Rosilene Mendes, escrevente do cartório Val-de-Cans, informou que ainda não são realizados celebrações de casamento civil com pessoas do mesmo sexo no local. "Estamos aguardando o provimento do CNJ, ainda não fomos informados oficialmente. Tomamos conhecimento pela mídia, mas estamos acompanhando e na hora que for publicado, iremos realiza os casamentos”, disse.

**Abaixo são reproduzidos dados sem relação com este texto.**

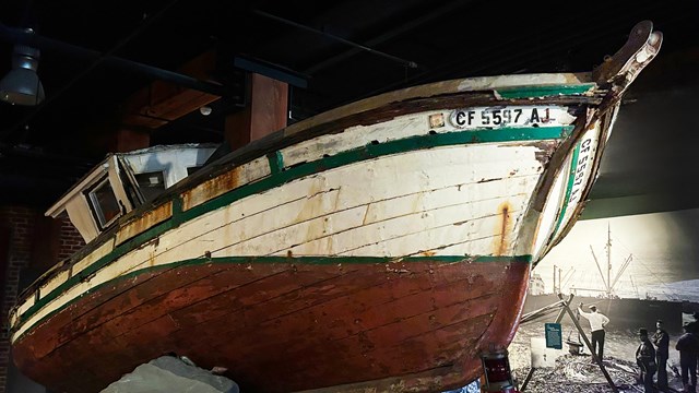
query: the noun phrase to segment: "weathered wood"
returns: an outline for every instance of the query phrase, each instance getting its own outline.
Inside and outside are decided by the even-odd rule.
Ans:
[[[367,98],[147,203],[134,181],[147,170],[110,157],[50,213],[90,224],[85,191],[107,172],[126,212],[22,295],[15,362],[72,392],[166,353],[227,368],[244,391],[464,385],[510,343],[532,264],[578,219],[652,38],[607,81],[495,76]]]

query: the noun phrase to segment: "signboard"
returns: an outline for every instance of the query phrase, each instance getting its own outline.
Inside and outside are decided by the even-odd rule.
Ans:
[[[546,323],[546,348],[561,349],[564,347],[560,323]]]

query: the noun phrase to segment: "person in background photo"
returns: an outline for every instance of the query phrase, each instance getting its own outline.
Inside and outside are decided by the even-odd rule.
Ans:
[[[691,322],[683,325],[685,333],[677,338],[675,349],[679,350],[679,373],[683,392],[697,391],[697,356],[699,355],[699,336],[691,333]]]
[[[653,388],[653,376],[657,370],[655,348],[653,347],[653,343],[648,338],[647,329],[639,329],[638,336],[641,340],[641,344],[636,348],[636,364],[641,370],[639,380],[643,382],[643,392],[653,393],[655,392]]]
[[[657,364],[657,388],[667,388],[667,357],[670,356],[670,334],[663,329],[663,321],[655,322],[655,333],[651,337],[655,346],[655,361]]]
[[[582,303],[578,307],[578,311],[580,312],[580,317],[587,319],[590,322],[590,331],[592,336],[592,356],[594,361],[594,356],[596,355],[600,361],[602,361],[604,356],[604,336],[607,323],[609,323],[609,319],[597,312],[597,307],[592,305],[589,307],[592,312],[582,311]]]

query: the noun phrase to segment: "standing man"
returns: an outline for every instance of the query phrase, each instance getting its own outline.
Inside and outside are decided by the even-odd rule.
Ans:
[[[663,321],[655,322],[655,333],[651,337],[655,346],[655,361],[657,362],[657,388],[667,388],[667,357],[670,355],[670,335],[663,329]]]
[[[679,373],[682,374],[683,392],[697,391],[697,354],[699,354],[699,337],[691,330],[690,323],[683,325],[685,333],[677,338],[675,349],[679,350]]]
[[[655,370],[657,370],[655,348],[653,348],[653,343],[648,340],[647,329],[639,329],[638,336],[641,340],[641,344],[639,344],[636,349],[636,364],[641,369],[640,380],[643,381],[643,391],[645,393],[653,393],[655,391],[653,388],[653,374],[655,374]]]
[[[592,312],[582,311],[582,303],[578,306],[580,317],[587,319],[590,322],[590,331],[592,335],[592,356],[594,357],[596,355],[600,361],[602,361],[602,357],[604,356],[604,327],[606,327],[607,323],[609,323],[609,319],[603,313],[597,312],[597,307],[595,305],[590,306],[589,309]]]

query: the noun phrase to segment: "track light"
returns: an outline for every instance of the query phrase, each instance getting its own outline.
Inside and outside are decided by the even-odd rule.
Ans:
[[[39,55],[36,48],[14,46],[12,70],[0,81],[0,99],[25,106],[35,106],[44,100],[44,86],[36,74]]]

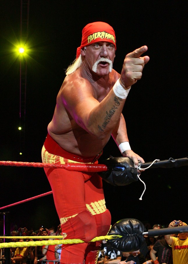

O gerente do cartório 2º Ofício, Luís Carlos Carrera, disse que mesmo antes da decisão do CNJ, nenhum casa homoafetivo procurou o cartório e que por este motivo, nunca foi realizado nenhuma união gay no local. "Nunca fomos procurados para realizar casamento civil de pessoas do mesmo sexo e mesmo que fôssemos, é contra a legislação”, opina. Questionado sobre a decisão do CNJ, Luís Carlos informou apenas que ficou sabendo através da imprensa.
Durante o Plenário do Conselho Nacional de Justiça, o ministro Joaquim Barbosa classificou de "compreensões injustificáveis" a recusa de Cartórios de Registro Civil em converter uniões em casamento civil ou expedir habilitações para essas uniões.
"O STF afirmou que a expressão da sexualidade e do afeto homossexual não pode servir de fundamento a um tratamento discriminatório, que não encontra suporte no texto da Constituição Federal de 1988. O passo já dado pelo STF não pode ser desconsiderado por este Conselho Nacional de Justiça", afirmou.
A Associação de Notórios e Registrados do Pará foi procurada pela equipe do DOL para falar sobre o casamento civil homoafetivo nos cartórios de Belém, porém a presidente não foi encontrada.